The Irish story

I was visiting a small Irish town for one day. In the late afternoon I was making to see the sights of the town. It was a small straightforward town and there was not much historical to see. I ended up at a tiny church, surrounded by a small graveyard. It was very simple, with only few stones without any decorations or flowers. Only the inscriptions on the grave stones told little stories.

One of these stories touched me very much. On the stone there were three first names with the same last names, where the day and year of birth were identical to the day of death. All this in the 90s of the last century. I was standing still in front of the stone and could feel the sorrow of the mother. It was a very touching feeling. Probably I had been standing there for a long while because all of a sudden I heard a voice.

An old lady asked me whether I am part of the family. I negated but said that there can be hardly anything worse in life than losing three own children. I did not expect an answer but very quiet she said: “There are worse things in life.”

I looked at her with astonishment. She was small and petite, about 70 years old, a nice elderly lady.

She told me her story and while listening to her story I got goose bumps.

Her four siblings all live in this small town.
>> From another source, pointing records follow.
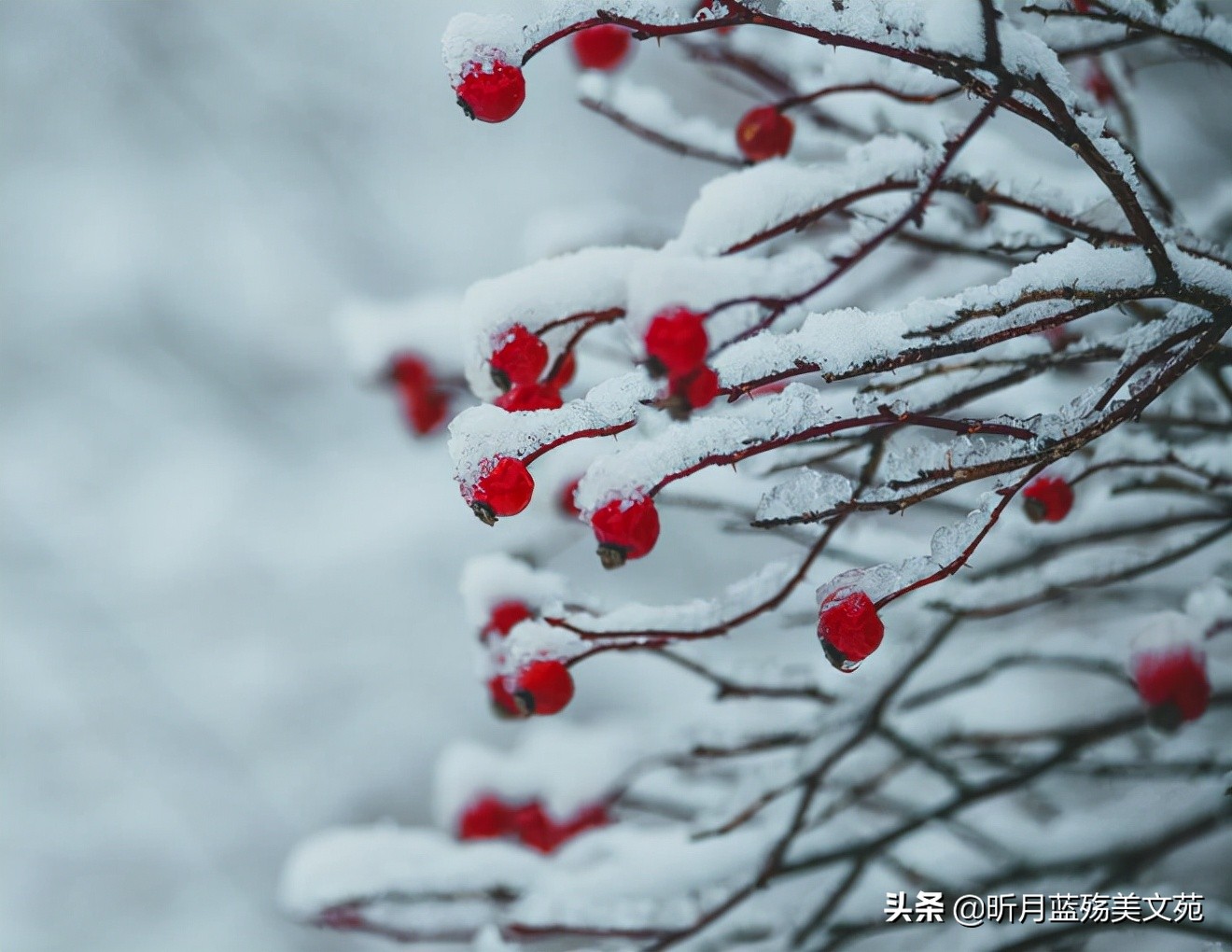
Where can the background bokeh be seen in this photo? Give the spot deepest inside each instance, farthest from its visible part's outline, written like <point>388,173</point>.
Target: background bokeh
<point>230,578</point>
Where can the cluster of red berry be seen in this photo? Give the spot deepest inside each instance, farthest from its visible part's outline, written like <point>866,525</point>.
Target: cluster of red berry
<point>518,361</point>
<point>424,404</point>
<point>489,818</point>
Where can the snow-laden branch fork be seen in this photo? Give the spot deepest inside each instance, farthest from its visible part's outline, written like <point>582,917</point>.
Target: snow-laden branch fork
<point>932,280</point>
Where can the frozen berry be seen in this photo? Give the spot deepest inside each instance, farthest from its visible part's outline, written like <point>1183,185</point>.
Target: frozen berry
<point>491,95</point>
<point>567,501</point>
<point>764,133</point>
<point>530,397</point>
<point>485,819</point>
<point>543,687</point>
<point>565,372</point>
<point>504,489</point>
<point>692,392</point>
<point>504,616</point>
<point>601,47</point>
<point>534,828</point>
<point>626,528</point>
<point>849,629</point>
<point>1047,499</point>
<point>676,343</point>
<point>503,704</point>
<point>1173,684</point>
<point>519,357</point>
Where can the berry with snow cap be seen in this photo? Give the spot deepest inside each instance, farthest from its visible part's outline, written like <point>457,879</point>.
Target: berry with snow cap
<point>676,342</point>
<point>764,133</point>
<point>1171,681</point>
<point>849,629</point>
<point>601,47</point>
<point>504,489</point>
<point>519,358</point>
<point>1047,499</point>
<point>626,530</point>
<point>491,95</point>
<point>542,687</point>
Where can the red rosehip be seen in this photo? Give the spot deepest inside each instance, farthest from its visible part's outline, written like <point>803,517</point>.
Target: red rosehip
<point>565,373</point>
<point>485,819</point>
<point>1047,499</point>
<point>1173,684</point>
<point>535,828</point>
<point>530,397</point>
<point>567,501</point>
<point>504,616</point>
<point>764,133</point>
<point>676,342</point>
<point>626,530</point>
<point>543,687</point>
<point>519,357</point>
<point>491,95</point>
<point>601,47</point>
<point>849,629</point>
<point>503,704</point>
<point>504,489</point>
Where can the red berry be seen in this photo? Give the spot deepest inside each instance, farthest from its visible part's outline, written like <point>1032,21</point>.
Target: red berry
<point>543,687</point>
<point>566,372</point>
<point>601,47</point>
<point>676,342</point>
<point>626,530</point>
<point>849,629</point>
<point>519,357</point>
<point>530,397</point>
<point>1173,684</point>
<point>503,490</point>
<point>485,819</point>
<point>501,701</point>
<point>535,828</point>
<point>566,500</point>
<point>1047,499</point>
<point>491,95</point>
<point>764,133</point>
<point>504,616</point>
<point>699,388</point>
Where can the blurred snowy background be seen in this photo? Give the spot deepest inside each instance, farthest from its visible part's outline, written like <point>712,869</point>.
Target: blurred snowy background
<point>228,574</point>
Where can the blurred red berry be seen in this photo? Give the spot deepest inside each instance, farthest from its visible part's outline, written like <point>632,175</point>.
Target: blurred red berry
<point>626,530</point>
<point>601,47</point>
<point>676,342</point>
<point>485,819</point>
<point>764,133</point>
<point>519,357</point>
<point>504,489</point>
<point>850,629</point>
<point>1047,499</point>
<point>491,95</point>
<point>543,687</point>
<point>530,397</point>
<point>1173,684</point>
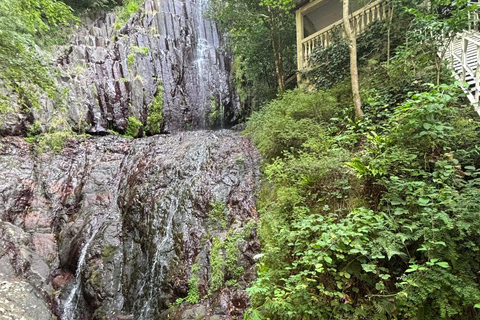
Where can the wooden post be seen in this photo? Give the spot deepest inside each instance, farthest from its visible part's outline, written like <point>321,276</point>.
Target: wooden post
<point>477,76</point>
<point>300,51</point>
<point>464,57</point>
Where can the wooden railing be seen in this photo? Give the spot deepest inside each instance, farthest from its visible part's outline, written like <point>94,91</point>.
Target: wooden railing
<point>360,19</point>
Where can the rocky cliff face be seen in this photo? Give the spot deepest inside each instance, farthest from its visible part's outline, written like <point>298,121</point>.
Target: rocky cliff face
<point>165,52</point>
<point>112,228</point>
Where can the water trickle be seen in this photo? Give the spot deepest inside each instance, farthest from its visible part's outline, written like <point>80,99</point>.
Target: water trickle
<point>70,307</point>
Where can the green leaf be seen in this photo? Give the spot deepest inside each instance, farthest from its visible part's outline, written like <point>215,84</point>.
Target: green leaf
<point>423,201</point>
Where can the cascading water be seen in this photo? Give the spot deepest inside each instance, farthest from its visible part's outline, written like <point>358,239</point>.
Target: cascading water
<point>186,56</point>
<point>70,306</point>
<point>151,196</point>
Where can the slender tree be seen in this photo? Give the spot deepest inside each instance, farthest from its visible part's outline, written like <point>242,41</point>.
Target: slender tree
<point>352,47</point>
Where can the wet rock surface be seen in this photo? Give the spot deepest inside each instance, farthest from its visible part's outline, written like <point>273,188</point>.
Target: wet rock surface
<point>112,228</point>
<point>112,72</point>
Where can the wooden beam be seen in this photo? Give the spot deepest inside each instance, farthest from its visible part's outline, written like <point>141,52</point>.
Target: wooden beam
<point>299,18</point>
<point>311,6</point>
<point>308,25</point>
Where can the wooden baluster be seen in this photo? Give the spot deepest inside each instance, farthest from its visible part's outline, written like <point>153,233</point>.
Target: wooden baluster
<point>477,76</point>
<point>360,23</point>
<point>464,58</point>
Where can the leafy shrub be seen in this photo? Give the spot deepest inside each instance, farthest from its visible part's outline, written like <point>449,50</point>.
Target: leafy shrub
<point>399,241</point>
<point>290,121</point>
<point>155,113</point>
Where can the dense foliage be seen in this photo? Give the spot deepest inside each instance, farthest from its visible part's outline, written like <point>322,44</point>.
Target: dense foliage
<point>23,71</point>
<point>262,38</point>
<point>371,219</point>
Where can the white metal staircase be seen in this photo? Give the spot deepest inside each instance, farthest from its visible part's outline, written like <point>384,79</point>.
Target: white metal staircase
<point>463,55</point>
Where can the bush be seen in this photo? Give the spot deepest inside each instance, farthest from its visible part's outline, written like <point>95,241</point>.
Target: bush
<point>398,241</point>
<point>155,113</point>
<point>290,121</point>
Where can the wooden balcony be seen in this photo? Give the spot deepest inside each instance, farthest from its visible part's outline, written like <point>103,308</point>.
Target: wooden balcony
<point>360,19</point>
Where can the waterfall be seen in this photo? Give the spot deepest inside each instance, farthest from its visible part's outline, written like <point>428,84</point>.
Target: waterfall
<point>69,311</point>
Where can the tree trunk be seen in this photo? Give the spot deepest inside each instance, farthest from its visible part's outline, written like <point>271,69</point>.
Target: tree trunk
<point>277,53</point>
<point>357,103</point>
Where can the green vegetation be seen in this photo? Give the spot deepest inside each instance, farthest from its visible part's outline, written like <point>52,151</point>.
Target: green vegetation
<point>375,218</point>
<point>124,12</point>
<point>217,215</point>
<point>155,113</point>
<point>214,113</point>
<point>224,258</point>
<point>193,291</point>
<point>133,127</point>
<point>130,59</point>
<point>141,50</point>
<point>24,72</point>
<point>262,36</point>
<point>216,265</point>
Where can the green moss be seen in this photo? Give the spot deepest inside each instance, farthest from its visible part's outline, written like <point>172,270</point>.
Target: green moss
<point>155,113</point>
<point>231,263</point>
<point>54,141</point>
<point>34,129</point>
<point>133,127</point>
<point>141,50</point>
<point>214,113</point>
<point>108,252</point>
<point>216,266</point>
<point>217,215</point>
<point>131,59</point>
<point>193,291</point>
<point>124,12</point>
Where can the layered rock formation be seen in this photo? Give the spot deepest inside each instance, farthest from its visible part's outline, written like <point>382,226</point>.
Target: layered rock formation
<point>167,50</point>
<point>113,228</point>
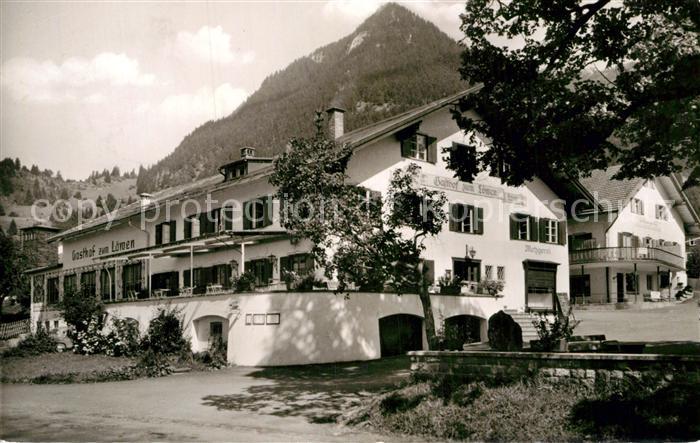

She does not have any contact to them and it happens regularly that whenever she meets any of her siblings on the street, her slightly younger brothers and sisters change the side of the road. She is unmarried and single. Her doom was that she was sired five months before her parents got married. Immediately after her birth her parents gave her to an orphan’s home in order to wash them of the guilt of premarital sex. Her parents never ever visited her, never showed any interest in how she is doing. She was rejected from her family as if she were the guilty one. The entire family was very much ashamed of her. She continued telling that the years in the home were very bad, perhaps worse than death because often she was hungry, got beaten and sexually abused. But the worst was the feeling to be unwanted. She said she never in her life learnt what love means.

I felt queasy and unwell. But she appeared so calm and at ease with herself that it was clear to me that I would not have to worry about her.

I know for a long time that life is unfair. But I am time and again surprised how perfidious a human can harm another human being.